Keywords

1 Introduction

During most biological processes, proteins work by interacting with other molecules through their interfaces, where protein-RNA interactions play key roles in regulating gene expression and structural recognition [1, 2]. Many previous studies have revealed that the binding free energy of proteins is not substantially distributed over the interaction surfaces [3, 4]. Only a small and complementary set of interface residues termed hot spots contribute mainly to the binding free energy. As experimental technique for identifying hot spots is slow and labor-intensive, there is a need for researchers to develop alternative approaches to predict hot spots in silico.
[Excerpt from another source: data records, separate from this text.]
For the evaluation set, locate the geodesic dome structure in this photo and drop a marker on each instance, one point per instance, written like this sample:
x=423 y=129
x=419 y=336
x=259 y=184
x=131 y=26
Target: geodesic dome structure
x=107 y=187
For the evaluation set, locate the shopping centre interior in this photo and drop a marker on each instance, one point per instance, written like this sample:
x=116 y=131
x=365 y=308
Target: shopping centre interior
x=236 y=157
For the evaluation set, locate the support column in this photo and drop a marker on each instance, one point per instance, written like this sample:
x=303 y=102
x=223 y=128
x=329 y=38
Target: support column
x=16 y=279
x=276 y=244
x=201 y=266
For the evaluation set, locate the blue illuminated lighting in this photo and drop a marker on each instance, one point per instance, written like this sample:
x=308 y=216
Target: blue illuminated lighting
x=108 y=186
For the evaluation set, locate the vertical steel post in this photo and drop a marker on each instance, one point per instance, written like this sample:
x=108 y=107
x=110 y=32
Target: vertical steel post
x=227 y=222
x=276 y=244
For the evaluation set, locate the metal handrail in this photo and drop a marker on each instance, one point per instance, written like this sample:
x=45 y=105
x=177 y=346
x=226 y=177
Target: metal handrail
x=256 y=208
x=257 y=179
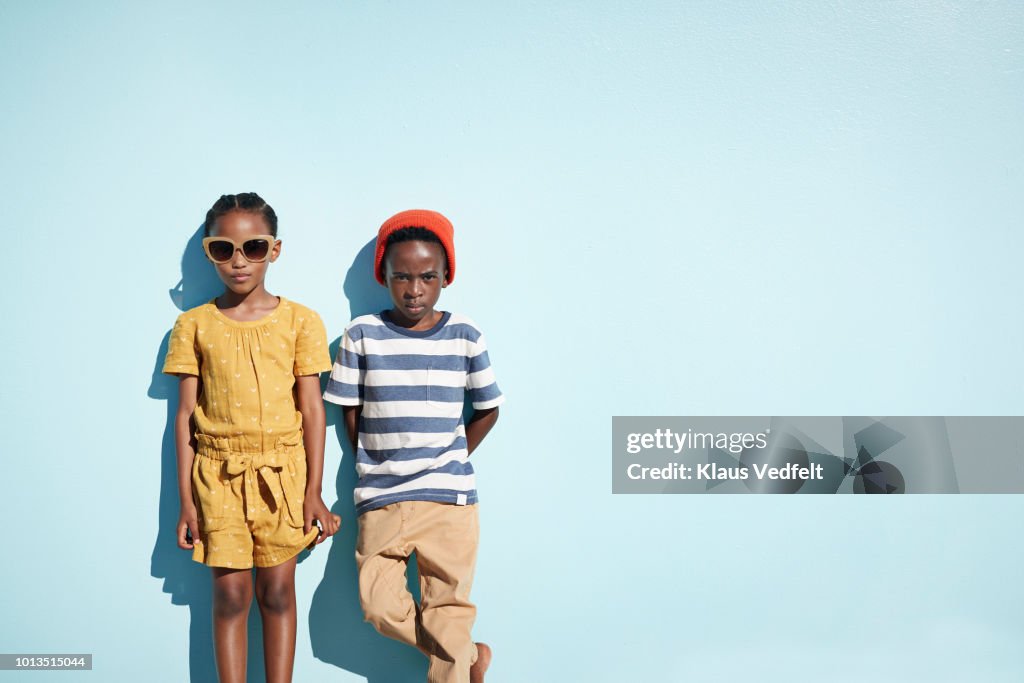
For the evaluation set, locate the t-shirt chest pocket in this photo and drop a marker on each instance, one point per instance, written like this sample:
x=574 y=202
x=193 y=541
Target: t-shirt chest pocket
x=439 y=394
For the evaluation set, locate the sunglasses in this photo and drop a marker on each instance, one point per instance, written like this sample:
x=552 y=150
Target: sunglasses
x=221 y=250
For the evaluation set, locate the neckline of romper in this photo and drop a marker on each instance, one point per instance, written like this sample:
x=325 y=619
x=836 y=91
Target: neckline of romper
x=269 y=317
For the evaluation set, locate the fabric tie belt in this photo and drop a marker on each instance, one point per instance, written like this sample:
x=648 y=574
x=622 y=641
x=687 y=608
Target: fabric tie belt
x=259 y=466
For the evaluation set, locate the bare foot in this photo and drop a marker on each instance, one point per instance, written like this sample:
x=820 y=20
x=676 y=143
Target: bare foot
x=479 y=667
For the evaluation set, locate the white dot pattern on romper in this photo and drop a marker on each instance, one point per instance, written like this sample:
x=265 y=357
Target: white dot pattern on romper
x=266 y=354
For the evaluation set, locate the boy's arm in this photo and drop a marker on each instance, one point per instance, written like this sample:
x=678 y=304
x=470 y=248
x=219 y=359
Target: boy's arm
x=478 y=426
x=313 y=426
x=184 y=443
x=352 y=414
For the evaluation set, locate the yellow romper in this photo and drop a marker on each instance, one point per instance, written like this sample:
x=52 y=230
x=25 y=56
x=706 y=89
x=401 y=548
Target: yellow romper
x=249 y=475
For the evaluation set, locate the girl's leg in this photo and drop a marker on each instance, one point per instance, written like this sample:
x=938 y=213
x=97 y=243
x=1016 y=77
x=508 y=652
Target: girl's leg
x=232 y=593
x=275 y=596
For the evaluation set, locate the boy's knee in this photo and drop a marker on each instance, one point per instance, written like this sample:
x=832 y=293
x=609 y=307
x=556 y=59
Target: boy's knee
x=389 y=610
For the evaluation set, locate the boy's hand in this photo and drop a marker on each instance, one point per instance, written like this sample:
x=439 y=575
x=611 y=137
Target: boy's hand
x=187 y=521
x=313 y=508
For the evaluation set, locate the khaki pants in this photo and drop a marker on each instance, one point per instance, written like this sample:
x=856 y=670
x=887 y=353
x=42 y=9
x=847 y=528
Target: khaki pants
x=444 y=538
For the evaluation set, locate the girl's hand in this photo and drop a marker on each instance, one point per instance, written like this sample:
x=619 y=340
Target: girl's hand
x=187 y=521
x=313 y=508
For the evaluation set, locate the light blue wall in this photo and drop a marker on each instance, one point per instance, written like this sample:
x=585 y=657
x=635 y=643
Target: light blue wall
x=801 y=208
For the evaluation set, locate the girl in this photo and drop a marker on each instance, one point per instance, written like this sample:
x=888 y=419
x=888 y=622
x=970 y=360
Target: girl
x=249 y=431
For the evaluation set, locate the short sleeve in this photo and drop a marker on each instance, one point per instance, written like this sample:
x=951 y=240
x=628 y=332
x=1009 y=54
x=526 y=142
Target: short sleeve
x=311 y=355
x=348 y=374
x=181 y=356
x=483 y=391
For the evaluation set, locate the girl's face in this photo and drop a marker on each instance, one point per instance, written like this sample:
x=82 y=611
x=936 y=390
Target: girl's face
x=240 y=274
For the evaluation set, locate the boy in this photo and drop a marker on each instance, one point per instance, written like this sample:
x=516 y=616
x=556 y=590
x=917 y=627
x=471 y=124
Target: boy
x=402 y=377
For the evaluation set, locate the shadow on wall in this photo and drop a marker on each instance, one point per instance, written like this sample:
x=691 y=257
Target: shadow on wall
x=337 y=630
x=186 y=582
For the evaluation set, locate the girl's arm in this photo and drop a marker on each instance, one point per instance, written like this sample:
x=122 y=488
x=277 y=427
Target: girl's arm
x=310 y=404
x=184 y=442
x=478 y=426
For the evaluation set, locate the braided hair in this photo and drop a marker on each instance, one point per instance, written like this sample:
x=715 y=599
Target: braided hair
x=248 y=202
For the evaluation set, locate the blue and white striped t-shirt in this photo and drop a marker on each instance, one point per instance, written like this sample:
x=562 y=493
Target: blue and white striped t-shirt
x=412 y=386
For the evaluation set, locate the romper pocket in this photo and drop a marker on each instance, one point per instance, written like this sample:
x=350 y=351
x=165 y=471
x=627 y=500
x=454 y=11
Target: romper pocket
x=209 y=492
x=293 y=486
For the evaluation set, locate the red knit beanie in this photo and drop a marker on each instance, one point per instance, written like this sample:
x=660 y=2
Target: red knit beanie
x=430 y=220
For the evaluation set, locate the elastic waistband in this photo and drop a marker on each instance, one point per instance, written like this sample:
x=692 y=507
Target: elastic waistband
x=221 y=447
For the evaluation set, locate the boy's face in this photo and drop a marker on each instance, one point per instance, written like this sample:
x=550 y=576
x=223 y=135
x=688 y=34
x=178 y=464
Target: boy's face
x=240 y=274
x=415 y=274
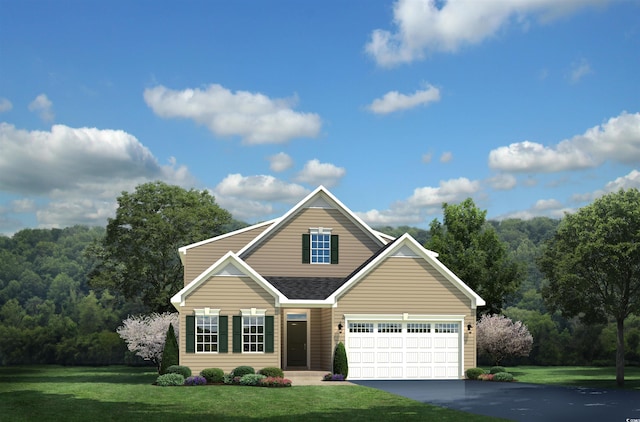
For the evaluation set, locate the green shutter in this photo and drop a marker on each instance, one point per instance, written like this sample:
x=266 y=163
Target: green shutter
x=269 y=335
x=237 y=334
x=223 y=334
x=334 y=248
x=306 y=248
x=191 y=334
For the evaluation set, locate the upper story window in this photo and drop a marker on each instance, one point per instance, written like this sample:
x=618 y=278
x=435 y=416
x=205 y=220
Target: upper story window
x=319 y=246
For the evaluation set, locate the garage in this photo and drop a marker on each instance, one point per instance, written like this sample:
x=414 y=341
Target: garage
x=404 y=350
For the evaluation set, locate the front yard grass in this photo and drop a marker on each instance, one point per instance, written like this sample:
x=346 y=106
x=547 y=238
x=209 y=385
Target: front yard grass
x=48 y=393
x=576 y=376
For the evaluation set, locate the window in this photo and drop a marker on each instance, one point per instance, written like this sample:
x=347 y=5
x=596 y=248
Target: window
x=360 y=327
x=253 y=334
x=418 y=328
x=447 y=328
x=319 y=246
x=389 y=327
x=206 y=333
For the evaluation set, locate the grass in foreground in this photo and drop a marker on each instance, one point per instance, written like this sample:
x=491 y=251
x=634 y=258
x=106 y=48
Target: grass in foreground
x=577 y=376
x=46 y=393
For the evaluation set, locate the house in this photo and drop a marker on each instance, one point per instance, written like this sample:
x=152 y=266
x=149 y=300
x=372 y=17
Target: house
x=285 y=292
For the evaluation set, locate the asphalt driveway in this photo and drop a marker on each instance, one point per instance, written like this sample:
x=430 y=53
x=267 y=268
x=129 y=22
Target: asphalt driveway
x=519 y=401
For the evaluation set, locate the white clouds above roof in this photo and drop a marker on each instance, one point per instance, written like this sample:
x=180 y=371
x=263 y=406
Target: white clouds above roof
x=254 y=117
x=394 y=101
x=423 y=26
x=616 y=140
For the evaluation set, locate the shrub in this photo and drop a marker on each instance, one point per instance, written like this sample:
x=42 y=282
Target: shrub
x=274 y=382
x=185 y=371
x=241 y=371
x=473 y=373
x=251 y=379
x=168 y=380
x=503 y=376
x=196 y=380
x=170 y=353
x=272 y=372
x=340 y=363
x=333 y=377
x=497 y=370
x=213 y=375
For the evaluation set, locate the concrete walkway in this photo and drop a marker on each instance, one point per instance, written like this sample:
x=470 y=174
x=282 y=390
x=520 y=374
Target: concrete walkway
x=311 y=378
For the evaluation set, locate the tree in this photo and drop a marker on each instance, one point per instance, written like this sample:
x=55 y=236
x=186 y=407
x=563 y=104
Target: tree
x=472 y=250
x=146 y=334
x=139 y=254
x=593 y=264
x=500 y=337
x=170 y=351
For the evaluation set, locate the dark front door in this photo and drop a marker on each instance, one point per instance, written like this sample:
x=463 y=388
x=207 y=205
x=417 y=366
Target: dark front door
x=297 y=343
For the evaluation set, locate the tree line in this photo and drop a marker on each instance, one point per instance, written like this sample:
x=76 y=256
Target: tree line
x=64 y=292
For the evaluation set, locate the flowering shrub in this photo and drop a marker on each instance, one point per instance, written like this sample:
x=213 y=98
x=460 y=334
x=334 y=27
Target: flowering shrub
x=195 y=380
x=168 y=380
x=274 y=382
x=333 y=377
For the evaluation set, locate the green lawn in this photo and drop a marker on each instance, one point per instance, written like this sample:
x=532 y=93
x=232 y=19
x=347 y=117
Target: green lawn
x=48 y=393
x=582 y=376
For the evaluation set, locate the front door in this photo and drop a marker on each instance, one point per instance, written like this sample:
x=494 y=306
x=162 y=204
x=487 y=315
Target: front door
x=296 y=343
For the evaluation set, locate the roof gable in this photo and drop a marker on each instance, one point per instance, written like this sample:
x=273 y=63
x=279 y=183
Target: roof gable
x=319 y=198
x=406 y=246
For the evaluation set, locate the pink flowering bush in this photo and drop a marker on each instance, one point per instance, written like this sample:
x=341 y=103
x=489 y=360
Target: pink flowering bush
x=274 y=382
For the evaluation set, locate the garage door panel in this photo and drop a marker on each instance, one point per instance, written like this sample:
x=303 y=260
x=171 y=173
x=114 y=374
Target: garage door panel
x=401 y=351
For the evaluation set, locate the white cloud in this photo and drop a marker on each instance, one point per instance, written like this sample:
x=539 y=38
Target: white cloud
x=579 y=70
x=5 y=105
x=425 y=201
x=78 y=172
x=446 y=157
x=616 y=140
x=254 y=117
x=422 y=26
x=394 y=101
x=316 y=173
x=43 y=106
x=280 y=162
x=503 y=182
x=251 y=197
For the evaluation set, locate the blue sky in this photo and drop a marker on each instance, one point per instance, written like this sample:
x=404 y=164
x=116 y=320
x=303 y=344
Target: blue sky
x=530 y=107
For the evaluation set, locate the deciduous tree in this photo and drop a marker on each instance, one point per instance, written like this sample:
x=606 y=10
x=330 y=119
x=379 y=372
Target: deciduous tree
x=593 y=264
x=500 y=337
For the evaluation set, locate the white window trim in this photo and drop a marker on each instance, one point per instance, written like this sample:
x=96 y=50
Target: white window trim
x=208 y=312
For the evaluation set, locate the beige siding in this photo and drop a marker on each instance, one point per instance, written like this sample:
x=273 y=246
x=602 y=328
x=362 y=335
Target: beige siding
x=413 y=286
x=281 y=253
x=199 y=258
x=230 y=295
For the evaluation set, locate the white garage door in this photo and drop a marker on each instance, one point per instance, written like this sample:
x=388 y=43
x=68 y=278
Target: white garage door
x=401 y=350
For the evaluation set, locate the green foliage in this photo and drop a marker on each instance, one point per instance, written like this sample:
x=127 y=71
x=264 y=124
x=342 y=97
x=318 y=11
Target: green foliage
x=170 y=380
x=470 y=248
x=251 y=379
x=138 y=255
x=170 y=353
x=241 y=371
x=592 y=264
x=497 y=369
x=340 y=363
x=213 y=375
x=503 y=377
x=272 y=372
x=473 y=373
x=185 y=371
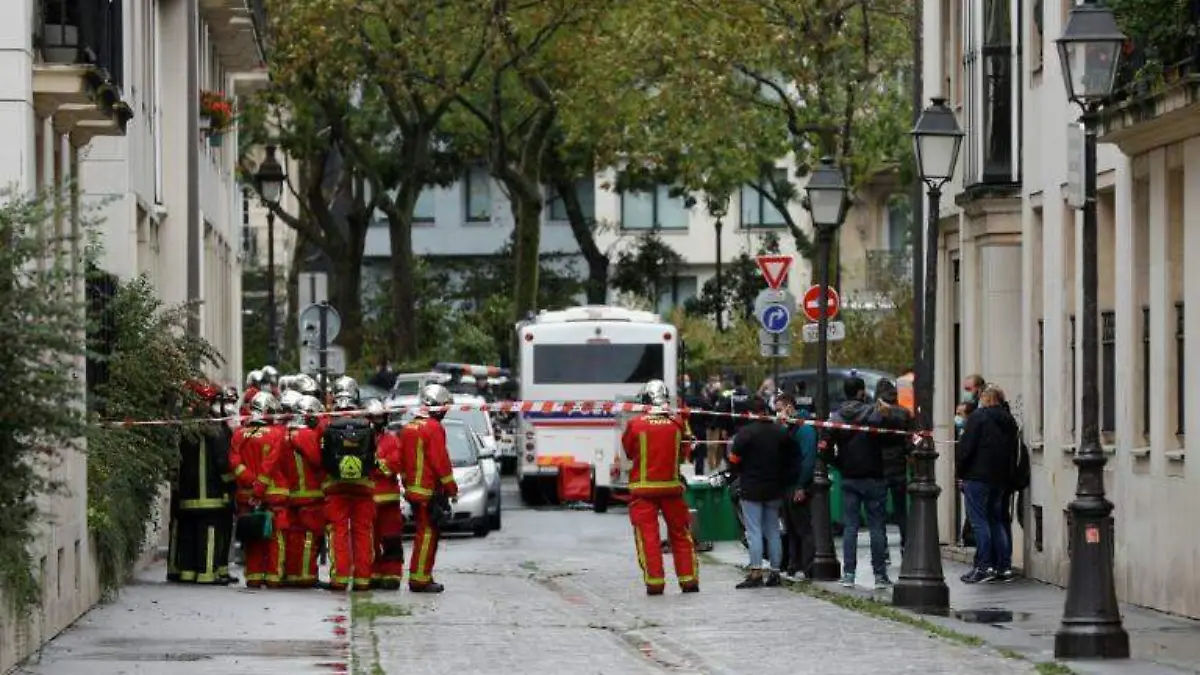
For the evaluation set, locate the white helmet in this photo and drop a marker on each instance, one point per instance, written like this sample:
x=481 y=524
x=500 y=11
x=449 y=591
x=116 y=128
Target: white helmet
x=262 y=406
x=655 y=393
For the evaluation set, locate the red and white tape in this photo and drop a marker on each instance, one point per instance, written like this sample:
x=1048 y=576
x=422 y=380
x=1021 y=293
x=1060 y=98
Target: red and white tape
x=546 y=407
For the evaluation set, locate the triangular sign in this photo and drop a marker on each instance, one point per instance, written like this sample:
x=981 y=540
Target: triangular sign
x=774 y=269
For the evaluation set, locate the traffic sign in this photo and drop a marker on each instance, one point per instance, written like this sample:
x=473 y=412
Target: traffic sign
x=811 y=306
x=335 y=359
x=310 y=326
x=774 y=269
x=834 y=330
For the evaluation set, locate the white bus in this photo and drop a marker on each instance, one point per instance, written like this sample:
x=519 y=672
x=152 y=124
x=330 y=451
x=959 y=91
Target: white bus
x=589 y=353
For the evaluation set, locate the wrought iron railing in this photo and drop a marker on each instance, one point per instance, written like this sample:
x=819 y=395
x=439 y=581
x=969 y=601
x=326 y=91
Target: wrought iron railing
x=83 y=31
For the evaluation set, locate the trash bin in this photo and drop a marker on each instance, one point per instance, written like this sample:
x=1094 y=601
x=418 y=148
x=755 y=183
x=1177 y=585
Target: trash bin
x=714 y=509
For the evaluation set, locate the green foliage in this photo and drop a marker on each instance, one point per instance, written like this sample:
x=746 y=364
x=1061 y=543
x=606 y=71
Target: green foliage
x=151 y=356
x=40 y=413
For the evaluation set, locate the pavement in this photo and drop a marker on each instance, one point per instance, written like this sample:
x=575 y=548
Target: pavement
x=559 y=591
x=1023 y=616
Due to the crucial role played by hot spots, many studies have been developed to predict RNA-binding sites [5,6,7,8,9]. However, few efforts were made to identify hot spots in protein-RNA complexes. Previously, Barik et al. [10] used evolutionary conservation along with structural and physicochemical attributes to discriminate the binding hot spots at protein-RNA recognition sites, which is the pioneering work in this field. For the lack of public available database to analysis protein-RNA binding hot spots collected from mutagenesis experiments, Pan et al. [11] created a reference protein-RNA hot spots dataset which was manually curated from the literature. In addition, they proposed a feature-based machine-learning method called PrabHot to identify RNA-binding hot spots. Both two methods require structural information of proteins.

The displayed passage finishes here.